After the back-and-forth discussions on whether or not to match the Houston Rockets offer sheet, the New York Knicks have made that decision quicker than many would have hoped they would.
According to Howard Beck of the New York Times, the Knicks have ended deliberations and will not match the three-year, $25 million contract offer, allowing Lin to become a member of the Rockets. The deadline to match Lin’s offer-sheet isn’t until 11:59 p.m. EDT, but apparantly the New York brass has made up their minds.
Posting momentarily to nytimes.com: Lin will be a Rocket. Knicks deliberations over.
— Howard Beck (@HowardBeckNYT) July 17, 2012
I have been on record saying I thought the Knicks took the wrong approach with Lin’s pending free agency from the start. Allowing him to set the market for himself
was the wrong move. had they come in with some type of offer from the start, this could have played out differently.
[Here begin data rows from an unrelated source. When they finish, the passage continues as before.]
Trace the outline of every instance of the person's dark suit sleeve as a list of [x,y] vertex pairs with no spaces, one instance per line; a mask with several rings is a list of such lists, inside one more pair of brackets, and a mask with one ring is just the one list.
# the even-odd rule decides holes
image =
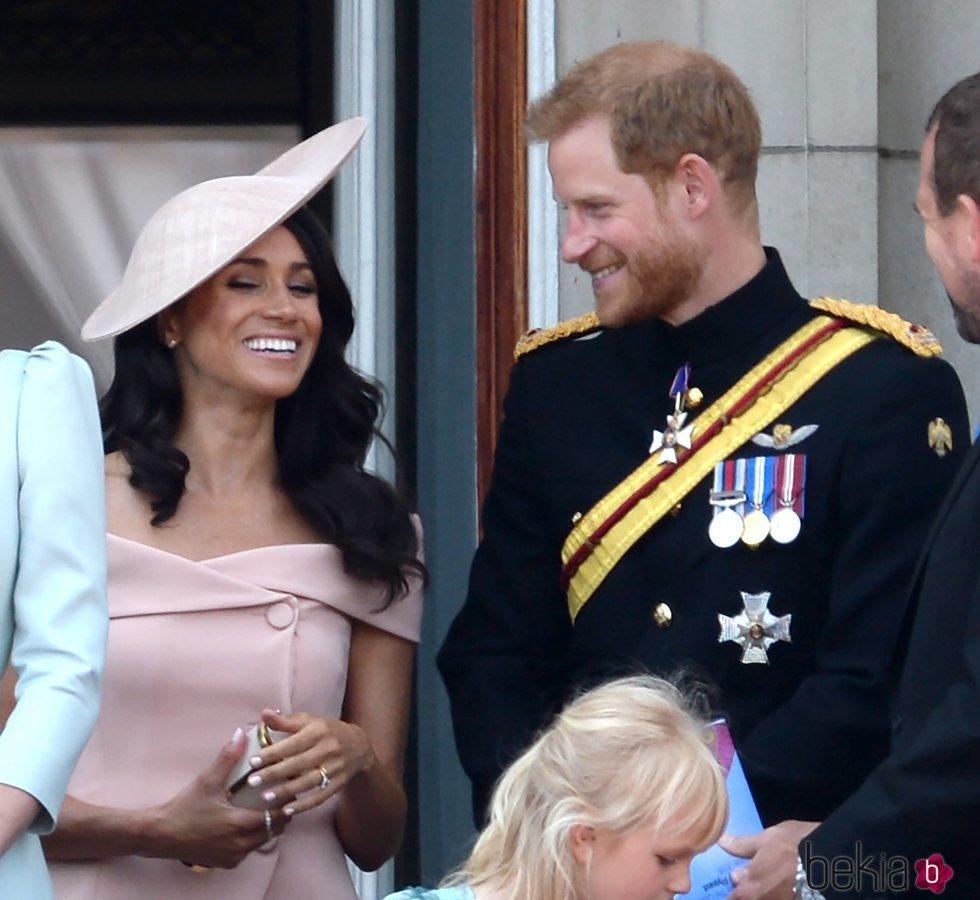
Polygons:
[[[768,825],[822,818],[858,788],[866,761],[887,753],[888,668],[909,579],[969,447],[962,388],[946,363],[897,353],[878,354],[883,365],[871,365],[875,359],[855,367],[855,394],[873,400],[840,462],[836,533],[823,537],[832,571],[814,671],[739,746]],[[944,458],[927,441],[935,417],[954,435]]]
[[469,592],[438,657],[478,825],[498,775],[559,700],[571,630],[559,587],[560,537],[549,534],[540,494],[547,450],[530,435],[526,378],[527,363],[519,362],[504,404]]
[[[962,654],[962,676],[937,695],[915,734],[893,751],[810,837],[811,855],[853,856],[857,841],[865,855],[914,861],[943,853],[946,863],[976,868],[977,810],[980,810],[980,579],[971,615],[950,622],[948,645],[936,653]],[[950,846],[957,835],[958,847]],[[964,847],[964,845],[966,845]],[[913,876],[914,877],[914,876]],[[980,885],[950,883],[956,897],[980,896]],[[914,893],[914,892],[913,892]],[[848,894],[825,891],[828,900]]]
Even if Houston still made Lin the offer, the attempt to show him that he wanted could have given the Knicks some leverage.
It has been a crazy couple of weeks it has been for the Knicks and Lin.
All along, everyone thought there was no way the Knicks would allow Lin to walk, especially after winning his Bird rights.
Head coach Mike Woodson said Lin would definitely be back in a Knicks uniform next season and went as far as naming him the starting point guard.
Then the Rockets made Lin a deal that reportedly included a $14.8 million salary in the third year.
With the Knicks are so close to the luxury tax line, they couldn’t match such a deal without incurring a financial penalty.
It just shows where the Knicks are right now. It wasn’t that long that long ago when they would have taken on any amount of money if they thought it would improve the team on the court.
Now, they don’t want to invest heavily in a player who has unlimited marketing capabilities after 25 successful games.
Knicks fans will be angry and disappointed at owner James Dolan. When you love a player, you love a player, no matter how many games he’s played.
Yet while the impact will be felt off the court, there’s no guarantee that Lin would progress to the level of player the Knicks need him to become. Nor is there any guarantee he performs at a level that warrants that amount of money.
On the court, the Knicks are in good hands for the short-term with Raymond Felton and Jason Kidd.
How the Knicks came from a team willing to match any offer for Lin to allowing him to walk in such a short time is a mystery.
Is their some resentment towards Lin for turning his back on the one organization that gave him a fair chance? Are the Knicks angry at Lin for not giving it a go in the playoffs when he said he was at 85 percent?
Whatever the reasons, if the report from Beck is indeed true, the Knicks organization has a lot of answering to do.
The Knicks fan base will demand nothing less than knowing why their fan favorite will be in a Houston Rockets uniform in 2013.